A compiler for functional programs on serialized data
Gibbon is an experimental compiler that transforms high-level functional programs
to operate on serialized data.
Typically, programs that process tree-like data represent trees using pointer-based
data structures in memory (one heap object per-leaf and per-node) because such a
layout is convenient to manipulate in a high-level programming language.
This is also generally distinct from the representation of the data in
serialized form on disk,
which means that a program must perform some sort or marshaling when working with serialized data.
Gibbon unifies the in-memory and serialized formats, transforming recursive
functions to operate directly on serialized data.
Additionally, while the pointer-based structure is efficient
for random access and shape-changing modifications, it can be inefficient
for traversals that process most or all of a tree in bulk.
The Gibbon project aims to explore optimizations of recursive tree transforms
by changing how trees are stored in memory.
Currently, the Gibbon compiler has multiple front-ends: an s-expression synax
similar to Typed Racket, and a small subset of Haskell.
Gibbon is implemented in Haskell, and is set up to be built with
Cabal, but it has a number of native dependencies.

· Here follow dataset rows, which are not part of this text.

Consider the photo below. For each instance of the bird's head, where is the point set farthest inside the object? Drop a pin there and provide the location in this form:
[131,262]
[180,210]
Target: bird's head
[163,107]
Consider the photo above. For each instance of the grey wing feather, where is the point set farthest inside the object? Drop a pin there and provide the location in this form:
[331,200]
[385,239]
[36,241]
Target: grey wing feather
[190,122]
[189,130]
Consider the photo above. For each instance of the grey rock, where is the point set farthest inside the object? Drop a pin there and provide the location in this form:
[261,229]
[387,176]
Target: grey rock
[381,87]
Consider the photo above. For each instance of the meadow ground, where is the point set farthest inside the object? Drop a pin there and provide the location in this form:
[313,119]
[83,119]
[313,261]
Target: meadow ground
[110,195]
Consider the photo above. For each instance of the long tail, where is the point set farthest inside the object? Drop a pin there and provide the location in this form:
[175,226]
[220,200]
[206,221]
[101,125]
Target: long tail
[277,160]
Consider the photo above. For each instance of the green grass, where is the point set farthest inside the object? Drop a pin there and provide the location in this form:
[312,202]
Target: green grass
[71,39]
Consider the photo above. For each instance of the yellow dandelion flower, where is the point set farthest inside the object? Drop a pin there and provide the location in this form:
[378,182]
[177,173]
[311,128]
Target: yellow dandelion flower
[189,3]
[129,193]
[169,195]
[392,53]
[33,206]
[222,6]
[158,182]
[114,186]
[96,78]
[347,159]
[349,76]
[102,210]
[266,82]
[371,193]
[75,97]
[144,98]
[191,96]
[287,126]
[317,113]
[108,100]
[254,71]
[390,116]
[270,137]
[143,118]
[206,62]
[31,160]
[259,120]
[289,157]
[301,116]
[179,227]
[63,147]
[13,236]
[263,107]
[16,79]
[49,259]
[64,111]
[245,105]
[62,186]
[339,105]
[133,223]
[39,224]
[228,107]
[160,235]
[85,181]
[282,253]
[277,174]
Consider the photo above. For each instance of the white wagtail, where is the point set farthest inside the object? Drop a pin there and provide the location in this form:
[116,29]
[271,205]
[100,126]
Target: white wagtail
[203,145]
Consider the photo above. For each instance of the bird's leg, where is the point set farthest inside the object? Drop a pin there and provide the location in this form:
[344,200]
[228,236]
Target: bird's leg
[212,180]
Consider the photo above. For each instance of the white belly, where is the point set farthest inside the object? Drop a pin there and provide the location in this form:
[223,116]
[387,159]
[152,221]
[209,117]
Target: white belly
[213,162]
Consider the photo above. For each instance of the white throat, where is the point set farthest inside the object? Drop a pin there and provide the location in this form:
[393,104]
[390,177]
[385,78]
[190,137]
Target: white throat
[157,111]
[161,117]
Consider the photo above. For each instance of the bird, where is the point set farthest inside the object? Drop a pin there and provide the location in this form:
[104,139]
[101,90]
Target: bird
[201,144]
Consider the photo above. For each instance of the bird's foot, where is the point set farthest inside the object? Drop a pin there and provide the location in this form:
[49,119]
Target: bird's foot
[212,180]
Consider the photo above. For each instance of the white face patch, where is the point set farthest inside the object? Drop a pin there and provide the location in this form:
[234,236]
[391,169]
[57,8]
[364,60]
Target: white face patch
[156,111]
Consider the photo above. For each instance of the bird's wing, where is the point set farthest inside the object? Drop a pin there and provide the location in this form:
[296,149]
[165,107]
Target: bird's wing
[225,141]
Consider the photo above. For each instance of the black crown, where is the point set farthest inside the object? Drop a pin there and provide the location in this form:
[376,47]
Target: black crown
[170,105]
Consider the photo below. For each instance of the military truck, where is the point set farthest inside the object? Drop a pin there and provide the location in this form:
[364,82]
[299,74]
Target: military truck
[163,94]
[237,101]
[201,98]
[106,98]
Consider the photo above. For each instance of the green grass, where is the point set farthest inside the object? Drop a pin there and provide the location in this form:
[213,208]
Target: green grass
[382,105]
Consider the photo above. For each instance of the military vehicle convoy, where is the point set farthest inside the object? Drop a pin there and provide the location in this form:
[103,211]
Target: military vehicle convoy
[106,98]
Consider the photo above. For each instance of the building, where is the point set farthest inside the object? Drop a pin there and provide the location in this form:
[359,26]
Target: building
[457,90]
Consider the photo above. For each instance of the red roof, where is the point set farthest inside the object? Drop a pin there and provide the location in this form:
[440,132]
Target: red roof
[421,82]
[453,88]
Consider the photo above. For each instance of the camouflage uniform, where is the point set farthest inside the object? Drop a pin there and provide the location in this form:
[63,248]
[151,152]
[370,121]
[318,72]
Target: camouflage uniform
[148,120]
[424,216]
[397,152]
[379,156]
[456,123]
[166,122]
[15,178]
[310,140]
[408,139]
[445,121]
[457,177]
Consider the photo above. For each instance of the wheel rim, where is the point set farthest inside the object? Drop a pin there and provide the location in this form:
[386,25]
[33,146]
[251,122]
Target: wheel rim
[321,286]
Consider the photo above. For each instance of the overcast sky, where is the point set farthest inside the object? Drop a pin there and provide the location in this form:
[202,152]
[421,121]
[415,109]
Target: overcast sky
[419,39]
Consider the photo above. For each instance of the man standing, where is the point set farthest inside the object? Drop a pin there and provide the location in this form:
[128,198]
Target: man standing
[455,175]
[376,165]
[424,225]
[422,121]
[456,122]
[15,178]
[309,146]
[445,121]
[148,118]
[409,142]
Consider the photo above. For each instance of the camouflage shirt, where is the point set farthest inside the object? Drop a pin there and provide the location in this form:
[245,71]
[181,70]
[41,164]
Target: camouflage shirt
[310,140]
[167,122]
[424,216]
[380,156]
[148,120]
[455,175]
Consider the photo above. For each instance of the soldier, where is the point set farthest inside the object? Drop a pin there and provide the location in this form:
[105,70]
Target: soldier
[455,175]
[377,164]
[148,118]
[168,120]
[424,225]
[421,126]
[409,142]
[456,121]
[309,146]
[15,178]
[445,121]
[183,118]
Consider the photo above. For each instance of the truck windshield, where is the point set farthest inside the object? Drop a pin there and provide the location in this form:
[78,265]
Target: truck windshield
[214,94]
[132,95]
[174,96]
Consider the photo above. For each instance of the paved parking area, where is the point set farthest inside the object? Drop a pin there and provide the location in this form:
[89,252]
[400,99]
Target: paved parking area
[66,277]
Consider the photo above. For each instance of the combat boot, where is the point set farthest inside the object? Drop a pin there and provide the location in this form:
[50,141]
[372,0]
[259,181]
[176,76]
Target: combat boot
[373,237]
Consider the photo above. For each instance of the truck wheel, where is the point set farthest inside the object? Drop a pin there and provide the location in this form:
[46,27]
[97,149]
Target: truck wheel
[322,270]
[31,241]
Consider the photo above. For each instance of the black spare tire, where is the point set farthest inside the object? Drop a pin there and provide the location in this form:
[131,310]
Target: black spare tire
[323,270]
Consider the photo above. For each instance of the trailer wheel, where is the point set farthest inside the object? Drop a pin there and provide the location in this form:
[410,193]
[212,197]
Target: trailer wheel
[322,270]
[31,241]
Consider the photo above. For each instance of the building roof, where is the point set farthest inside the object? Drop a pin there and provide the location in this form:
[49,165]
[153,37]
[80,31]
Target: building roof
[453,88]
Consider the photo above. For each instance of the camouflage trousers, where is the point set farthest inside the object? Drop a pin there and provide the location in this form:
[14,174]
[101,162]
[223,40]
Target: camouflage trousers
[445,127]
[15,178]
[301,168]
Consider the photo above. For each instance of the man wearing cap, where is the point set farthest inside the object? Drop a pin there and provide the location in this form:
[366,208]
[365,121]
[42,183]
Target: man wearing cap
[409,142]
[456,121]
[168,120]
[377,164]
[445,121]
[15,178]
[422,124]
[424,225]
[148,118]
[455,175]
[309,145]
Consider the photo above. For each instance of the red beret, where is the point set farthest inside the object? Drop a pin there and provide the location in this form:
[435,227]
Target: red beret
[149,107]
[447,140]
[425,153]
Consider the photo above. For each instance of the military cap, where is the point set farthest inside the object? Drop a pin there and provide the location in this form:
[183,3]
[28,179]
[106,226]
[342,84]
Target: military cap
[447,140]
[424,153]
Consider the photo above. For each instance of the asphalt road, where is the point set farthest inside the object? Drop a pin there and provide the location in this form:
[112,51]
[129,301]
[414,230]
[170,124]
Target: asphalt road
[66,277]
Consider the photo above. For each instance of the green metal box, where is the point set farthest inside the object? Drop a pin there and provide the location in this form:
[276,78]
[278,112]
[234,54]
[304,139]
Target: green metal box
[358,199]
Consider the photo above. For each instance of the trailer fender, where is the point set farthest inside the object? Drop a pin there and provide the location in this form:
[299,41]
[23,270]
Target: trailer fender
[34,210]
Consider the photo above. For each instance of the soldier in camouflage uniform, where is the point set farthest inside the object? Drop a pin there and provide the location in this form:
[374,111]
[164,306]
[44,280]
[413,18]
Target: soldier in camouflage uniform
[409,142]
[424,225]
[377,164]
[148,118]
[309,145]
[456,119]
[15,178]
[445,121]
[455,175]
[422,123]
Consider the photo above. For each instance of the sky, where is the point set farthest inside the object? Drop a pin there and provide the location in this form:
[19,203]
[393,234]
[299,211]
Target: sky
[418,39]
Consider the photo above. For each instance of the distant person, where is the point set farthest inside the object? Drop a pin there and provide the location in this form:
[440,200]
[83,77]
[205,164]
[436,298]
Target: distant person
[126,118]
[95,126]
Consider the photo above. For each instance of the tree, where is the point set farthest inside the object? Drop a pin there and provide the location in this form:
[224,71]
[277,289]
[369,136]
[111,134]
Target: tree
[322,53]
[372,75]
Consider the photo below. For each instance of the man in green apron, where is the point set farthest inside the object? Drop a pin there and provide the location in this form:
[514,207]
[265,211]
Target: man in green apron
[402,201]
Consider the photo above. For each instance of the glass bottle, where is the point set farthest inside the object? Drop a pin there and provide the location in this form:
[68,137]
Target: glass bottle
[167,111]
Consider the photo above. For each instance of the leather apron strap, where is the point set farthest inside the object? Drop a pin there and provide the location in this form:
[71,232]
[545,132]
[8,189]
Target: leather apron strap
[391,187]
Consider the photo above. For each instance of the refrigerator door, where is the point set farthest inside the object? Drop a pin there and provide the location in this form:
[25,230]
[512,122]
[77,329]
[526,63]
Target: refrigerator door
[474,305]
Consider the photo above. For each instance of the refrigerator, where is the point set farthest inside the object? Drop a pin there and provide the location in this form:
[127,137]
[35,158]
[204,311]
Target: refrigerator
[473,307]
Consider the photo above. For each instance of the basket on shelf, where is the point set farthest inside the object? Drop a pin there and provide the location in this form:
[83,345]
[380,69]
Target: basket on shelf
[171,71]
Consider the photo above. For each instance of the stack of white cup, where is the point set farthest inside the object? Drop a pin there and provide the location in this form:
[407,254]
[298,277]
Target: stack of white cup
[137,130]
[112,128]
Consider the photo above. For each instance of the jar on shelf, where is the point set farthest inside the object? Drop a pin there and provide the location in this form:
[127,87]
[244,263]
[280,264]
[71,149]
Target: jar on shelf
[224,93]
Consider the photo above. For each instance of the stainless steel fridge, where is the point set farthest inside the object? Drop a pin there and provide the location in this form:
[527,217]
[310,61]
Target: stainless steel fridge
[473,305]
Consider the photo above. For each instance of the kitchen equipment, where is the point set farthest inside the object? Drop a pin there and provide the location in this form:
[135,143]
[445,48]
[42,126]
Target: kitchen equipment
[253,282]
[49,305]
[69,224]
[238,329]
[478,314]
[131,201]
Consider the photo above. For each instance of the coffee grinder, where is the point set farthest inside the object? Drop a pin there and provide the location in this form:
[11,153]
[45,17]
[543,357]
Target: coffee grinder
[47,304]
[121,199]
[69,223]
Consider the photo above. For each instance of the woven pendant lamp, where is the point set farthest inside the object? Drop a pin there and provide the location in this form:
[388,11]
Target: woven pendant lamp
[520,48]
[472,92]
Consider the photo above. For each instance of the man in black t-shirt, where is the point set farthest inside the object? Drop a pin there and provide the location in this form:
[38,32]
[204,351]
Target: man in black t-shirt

Follow the instructions below to get all dependencies or enter the Nix shell
with nix-shell
to get them via Nix.
$ sudo apt-get update
$ sudo apt-get install software-properties-common
$ sudo apt-get install libgc-dev
$ sudo apt-get install libgmp-dev
$ sudo apt-get install build-essential
$ sudo apt-get install uthash-dev
$ sudo apt-get install vim wget curl
$ wget --no-check-certificate https://mirror.racket-lang.org/installers/7.5/racket-7.5-x86_64-linux.sh
$ chmod +x racket-7.5-x86_64-linux.sh
$ ./racket-7.5-x86_64-linux.sh
curl --proto '=https' --tlsv1.2 -sSf https://get-ghcup.haskell.org | BOOTSTRAP_HASKELL_NONINTERACTIVE=1 BOOTSTRAP_HASKELL_GHC_VERSION=9.4.6 BOOTSTRAP_HASKELL_CABAL_VERSION=3.8.1.0 BOOTSTRAP_HASKELL_INSTALL_STACK=1 BOOTSTRAP_HASKELL_INSTALL_HLS=1 BOOTSTRAP_HASKELL_ADJUST_BASHRC=P sh
curl --proto '=https' --tlsv1.2 -sSf https://sh.rustup.rs | sh -s -- -y --default-toolchain=1.71.0
Add paths for cabal, ghcup, rust to bashrc
For Building on OSX:
You can install some of the dependencies using Homebrew:
$ brew install libgc gmp gcc ghc@9
Others require a few extra steps:
Racket: Follow the instructions on it’s website
uthash: Clone the repository and copy all the .h
files in src
to /usr/local/include
After you have both Cabal and all the dependencies installed, you can build
Gibbon from source:
$ git clone https://github.com/iu-parfunc/gibbon
$ cd gibbon && source set_env.sh
$ cd gibbon-compiler && cabal v2-build
At this point you can run the Gibbon executable:
$ cabal v2-run gibbon -- -h
If you’d like to run the testsuite, you can do so with:
$ ./run_all_tests.sh
To build the Dockerfile for dev purposes run the command below from the gibbon directory.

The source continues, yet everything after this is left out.